The cumulative incidence of T1D for normoglycemic TNNHS participants with DPTRS values >7.00 was comparable to those with dysglycemia. Among those with dysglycemia, the cumulative incidence was much higher (P < 0.001) for those with DPTRS values >7.00 than for those with values <7.00 (3-year risks: 0.16 for <7.00 and 0.46 for >7.00). Dysglycemic individuals in DPT-1 were at much higher risk for T1D than those with dysglycemia in the TNNHS (P < 0.001); there was no significant difference in risk between the studies among those with DPTRS values >7.00. The proportion in the TNNHS reverting from dysglycemia to normoglycemia at the next visit was higher than the proportion reverting from DPTRS values >7.00 to values <7.00 (36 vs. 23%).

CONCLUSIONS

DPTRS thresholds can improve T1D risk classification accuracy by identifying high-risk normoglycemic and low-risk dysglycemic individuals. The 7.00 DPTRS threshold characterizes risk more consistently between populations and has greater reliability than dysglycemia.Since the selection of participants for type 1 diabetes (T1D) prevention trials is based in large part on risk estimation, it is important to classify risk as accurately as possible. Study populations in those trials consist mainly of children, and the experimental treatments usually entail some degree of risk. Thus, a more accurate classification of risk would reduce potential harm in a vulnerable population. Improved risk classification could also result in a better assessment of efficacy with more representativeness of the findings by the inclusion of appropriate trial participants. Moreover, it could increase study efficiency by identifying more potential participants at high risk for T1D.Prevention trials have used the presence of autoantibodies and dysglycemia (abnormal glucose levels, but not in the diabetic range) to define the risk for T1D on the basis of available data (1–4). However, newer findings suggest that a reliance on dysglycemia to define risk could fail to optimize risk classification.

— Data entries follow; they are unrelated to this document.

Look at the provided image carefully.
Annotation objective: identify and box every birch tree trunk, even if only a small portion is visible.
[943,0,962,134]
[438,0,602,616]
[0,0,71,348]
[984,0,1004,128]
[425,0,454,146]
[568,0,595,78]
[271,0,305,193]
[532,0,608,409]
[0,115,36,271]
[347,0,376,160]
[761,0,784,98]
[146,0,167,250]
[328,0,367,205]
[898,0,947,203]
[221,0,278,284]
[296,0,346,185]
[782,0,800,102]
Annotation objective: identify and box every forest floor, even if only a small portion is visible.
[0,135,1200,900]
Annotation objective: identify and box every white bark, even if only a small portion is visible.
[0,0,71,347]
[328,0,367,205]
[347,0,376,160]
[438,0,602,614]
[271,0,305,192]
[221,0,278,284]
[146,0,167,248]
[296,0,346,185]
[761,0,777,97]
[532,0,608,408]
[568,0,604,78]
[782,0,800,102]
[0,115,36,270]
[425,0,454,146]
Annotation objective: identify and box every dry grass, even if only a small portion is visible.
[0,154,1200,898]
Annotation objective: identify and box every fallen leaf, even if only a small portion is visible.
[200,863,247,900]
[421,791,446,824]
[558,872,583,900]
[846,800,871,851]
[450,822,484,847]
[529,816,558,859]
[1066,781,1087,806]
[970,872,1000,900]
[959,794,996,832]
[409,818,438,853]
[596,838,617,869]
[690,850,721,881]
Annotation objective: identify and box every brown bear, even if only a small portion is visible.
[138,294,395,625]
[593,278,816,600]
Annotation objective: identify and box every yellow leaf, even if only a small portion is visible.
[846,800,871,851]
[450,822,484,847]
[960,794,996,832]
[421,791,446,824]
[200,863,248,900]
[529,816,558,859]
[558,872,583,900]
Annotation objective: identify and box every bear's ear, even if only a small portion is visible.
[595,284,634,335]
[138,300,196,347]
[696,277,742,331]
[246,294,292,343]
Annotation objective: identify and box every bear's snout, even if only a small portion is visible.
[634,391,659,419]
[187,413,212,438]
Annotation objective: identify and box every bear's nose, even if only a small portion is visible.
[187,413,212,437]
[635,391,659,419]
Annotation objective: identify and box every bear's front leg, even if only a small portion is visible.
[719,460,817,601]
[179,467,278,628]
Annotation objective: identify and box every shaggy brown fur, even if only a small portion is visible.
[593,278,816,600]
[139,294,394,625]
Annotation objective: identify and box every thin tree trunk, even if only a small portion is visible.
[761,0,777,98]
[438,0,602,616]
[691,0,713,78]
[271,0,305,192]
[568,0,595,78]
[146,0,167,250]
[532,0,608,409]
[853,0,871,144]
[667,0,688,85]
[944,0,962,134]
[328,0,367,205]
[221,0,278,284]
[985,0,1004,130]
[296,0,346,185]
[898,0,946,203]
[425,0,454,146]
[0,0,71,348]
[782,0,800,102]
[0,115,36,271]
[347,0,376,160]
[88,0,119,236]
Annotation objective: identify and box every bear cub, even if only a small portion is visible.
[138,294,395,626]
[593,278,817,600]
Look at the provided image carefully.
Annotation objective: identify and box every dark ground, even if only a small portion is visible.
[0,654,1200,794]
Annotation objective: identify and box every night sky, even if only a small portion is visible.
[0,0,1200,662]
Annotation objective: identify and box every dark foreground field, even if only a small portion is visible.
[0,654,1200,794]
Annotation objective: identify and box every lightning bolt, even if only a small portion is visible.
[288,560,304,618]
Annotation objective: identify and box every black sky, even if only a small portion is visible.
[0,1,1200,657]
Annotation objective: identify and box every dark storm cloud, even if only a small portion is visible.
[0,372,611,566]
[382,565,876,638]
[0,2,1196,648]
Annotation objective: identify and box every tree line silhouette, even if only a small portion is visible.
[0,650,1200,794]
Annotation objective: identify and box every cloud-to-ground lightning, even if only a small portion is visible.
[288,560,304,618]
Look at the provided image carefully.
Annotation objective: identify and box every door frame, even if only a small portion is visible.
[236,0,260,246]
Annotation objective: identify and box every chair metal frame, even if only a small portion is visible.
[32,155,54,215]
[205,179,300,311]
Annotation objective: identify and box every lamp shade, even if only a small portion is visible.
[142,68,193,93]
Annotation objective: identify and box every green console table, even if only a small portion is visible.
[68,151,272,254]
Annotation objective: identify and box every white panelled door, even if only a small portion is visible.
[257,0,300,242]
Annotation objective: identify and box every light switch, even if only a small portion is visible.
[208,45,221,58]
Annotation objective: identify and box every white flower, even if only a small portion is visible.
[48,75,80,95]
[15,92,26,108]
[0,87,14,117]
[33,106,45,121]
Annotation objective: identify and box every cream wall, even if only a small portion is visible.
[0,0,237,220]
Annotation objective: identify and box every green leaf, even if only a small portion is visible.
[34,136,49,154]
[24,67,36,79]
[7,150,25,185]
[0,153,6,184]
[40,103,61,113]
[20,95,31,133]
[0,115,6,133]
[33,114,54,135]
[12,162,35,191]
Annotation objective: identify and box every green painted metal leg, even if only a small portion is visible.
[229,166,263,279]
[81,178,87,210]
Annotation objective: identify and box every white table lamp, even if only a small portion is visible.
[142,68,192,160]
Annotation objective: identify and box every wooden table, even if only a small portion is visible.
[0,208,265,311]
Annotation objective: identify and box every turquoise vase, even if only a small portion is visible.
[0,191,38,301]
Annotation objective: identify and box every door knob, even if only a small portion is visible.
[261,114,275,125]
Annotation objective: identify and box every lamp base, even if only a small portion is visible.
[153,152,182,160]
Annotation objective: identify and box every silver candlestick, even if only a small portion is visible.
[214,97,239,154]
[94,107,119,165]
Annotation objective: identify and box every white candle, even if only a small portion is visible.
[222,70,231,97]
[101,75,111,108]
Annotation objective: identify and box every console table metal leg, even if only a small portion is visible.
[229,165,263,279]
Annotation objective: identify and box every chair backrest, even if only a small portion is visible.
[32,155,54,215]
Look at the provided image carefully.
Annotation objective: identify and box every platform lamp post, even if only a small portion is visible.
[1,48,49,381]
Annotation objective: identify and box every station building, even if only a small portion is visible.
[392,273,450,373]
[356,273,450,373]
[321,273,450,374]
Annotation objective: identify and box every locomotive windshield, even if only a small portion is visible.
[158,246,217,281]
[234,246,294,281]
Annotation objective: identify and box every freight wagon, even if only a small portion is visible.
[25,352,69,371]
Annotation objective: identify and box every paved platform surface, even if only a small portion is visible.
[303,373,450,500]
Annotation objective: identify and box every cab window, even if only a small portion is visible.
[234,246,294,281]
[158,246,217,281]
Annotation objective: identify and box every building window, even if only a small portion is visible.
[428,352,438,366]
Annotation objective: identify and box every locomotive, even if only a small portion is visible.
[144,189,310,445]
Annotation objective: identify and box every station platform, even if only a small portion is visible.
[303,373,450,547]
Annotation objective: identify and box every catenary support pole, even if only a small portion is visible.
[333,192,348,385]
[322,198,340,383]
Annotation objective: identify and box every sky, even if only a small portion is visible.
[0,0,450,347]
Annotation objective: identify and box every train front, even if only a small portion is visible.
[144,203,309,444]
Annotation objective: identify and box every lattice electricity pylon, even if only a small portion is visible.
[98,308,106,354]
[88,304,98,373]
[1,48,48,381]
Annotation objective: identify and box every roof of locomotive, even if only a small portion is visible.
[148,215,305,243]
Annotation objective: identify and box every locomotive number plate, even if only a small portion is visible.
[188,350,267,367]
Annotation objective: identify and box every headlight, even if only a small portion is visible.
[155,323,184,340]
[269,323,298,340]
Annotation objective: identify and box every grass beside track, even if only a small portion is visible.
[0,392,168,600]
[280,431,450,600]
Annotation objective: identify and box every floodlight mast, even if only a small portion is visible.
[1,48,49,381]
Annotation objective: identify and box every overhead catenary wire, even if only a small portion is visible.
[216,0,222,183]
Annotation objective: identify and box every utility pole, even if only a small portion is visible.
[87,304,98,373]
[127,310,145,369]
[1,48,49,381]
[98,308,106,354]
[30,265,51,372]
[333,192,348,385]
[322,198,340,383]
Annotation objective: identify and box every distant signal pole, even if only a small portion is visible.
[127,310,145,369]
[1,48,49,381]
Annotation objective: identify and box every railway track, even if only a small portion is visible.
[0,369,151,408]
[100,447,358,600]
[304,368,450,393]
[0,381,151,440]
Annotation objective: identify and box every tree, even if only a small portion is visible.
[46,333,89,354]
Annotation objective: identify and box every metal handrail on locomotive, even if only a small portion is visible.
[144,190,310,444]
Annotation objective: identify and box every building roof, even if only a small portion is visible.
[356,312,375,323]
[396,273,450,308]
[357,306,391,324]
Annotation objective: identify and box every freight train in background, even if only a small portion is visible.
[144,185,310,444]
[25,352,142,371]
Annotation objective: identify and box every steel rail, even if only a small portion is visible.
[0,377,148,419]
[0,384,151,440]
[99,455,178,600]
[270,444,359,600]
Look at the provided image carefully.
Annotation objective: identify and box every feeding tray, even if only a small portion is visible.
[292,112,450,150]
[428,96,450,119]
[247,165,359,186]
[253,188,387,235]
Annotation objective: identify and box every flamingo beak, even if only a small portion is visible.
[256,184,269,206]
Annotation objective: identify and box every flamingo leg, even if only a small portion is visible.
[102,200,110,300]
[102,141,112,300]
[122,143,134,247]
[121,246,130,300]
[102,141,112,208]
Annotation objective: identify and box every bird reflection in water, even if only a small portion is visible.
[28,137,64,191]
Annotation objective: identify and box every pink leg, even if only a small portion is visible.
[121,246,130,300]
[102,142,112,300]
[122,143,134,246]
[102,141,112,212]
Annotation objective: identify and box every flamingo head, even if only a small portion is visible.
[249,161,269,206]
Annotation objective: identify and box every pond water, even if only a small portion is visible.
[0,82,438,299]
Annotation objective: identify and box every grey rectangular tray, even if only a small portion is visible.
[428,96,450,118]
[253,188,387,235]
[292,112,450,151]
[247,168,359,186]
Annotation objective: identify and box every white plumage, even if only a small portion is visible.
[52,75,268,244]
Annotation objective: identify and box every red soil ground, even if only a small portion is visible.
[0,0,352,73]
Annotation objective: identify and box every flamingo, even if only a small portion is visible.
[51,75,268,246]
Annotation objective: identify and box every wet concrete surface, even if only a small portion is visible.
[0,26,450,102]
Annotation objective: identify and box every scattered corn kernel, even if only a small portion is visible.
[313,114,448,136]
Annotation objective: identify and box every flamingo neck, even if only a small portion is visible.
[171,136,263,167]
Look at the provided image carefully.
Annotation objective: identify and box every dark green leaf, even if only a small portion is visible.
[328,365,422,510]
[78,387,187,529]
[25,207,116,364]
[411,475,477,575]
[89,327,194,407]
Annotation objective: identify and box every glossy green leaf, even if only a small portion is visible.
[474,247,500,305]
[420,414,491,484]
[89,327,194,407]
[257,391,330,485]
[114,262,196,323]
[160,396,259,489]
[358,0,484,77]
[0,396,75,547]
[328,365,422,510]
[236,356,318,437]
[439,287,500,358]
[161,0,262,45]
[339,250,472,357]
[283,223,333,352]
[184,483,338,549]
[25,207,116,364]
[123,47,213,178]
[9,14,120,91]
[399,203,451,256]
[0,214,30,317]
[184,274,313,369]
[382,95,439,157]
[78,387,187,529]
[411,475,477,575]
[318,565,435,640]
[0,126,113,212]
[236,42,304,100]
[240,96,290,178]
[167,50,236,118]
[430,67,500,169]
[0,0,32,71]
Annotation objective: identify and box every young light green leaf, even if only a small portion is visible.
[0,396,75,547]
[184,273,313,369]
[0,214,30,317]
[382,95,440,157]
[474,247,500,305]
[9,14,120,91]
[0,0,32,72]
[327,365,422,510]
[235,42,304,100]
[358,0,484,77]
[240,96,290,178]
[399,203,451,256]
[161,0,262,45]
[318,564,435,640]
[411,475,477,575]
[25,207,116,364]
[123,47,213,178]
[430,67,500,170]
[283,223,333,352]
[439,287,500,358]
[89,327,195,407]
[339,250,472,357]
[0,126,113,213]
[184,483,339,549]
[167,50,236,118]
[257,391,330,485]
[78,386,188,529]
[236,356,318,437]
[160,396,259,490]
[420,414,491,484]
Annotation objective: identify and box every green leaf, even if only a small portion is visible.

Those with normoglycemia could be at substantial risk, since glucose levels within the normal range are predictive of T1D in autoantibody-positive individuals (5,6). Moreover, certain individuals with dysglycemia might not be at high risk, since other factors (7) could attenuate that risk.We have developed a T1D risk score (Diabetes Prevention Trial-Type 1 Risk Score [DPTRS]) from Diabetes Prevention Trial-Type 1 (DPT-1) data (7) that uses other factors, including the full range of glycemia, age, BMI, and C-peptide levels. The DPTRS was subsequently validated in the TrialNet Natural History Study (TNNHS) (8). This report will examine the use of the DPTRS for improving the accuracy of the risk classification of T1D.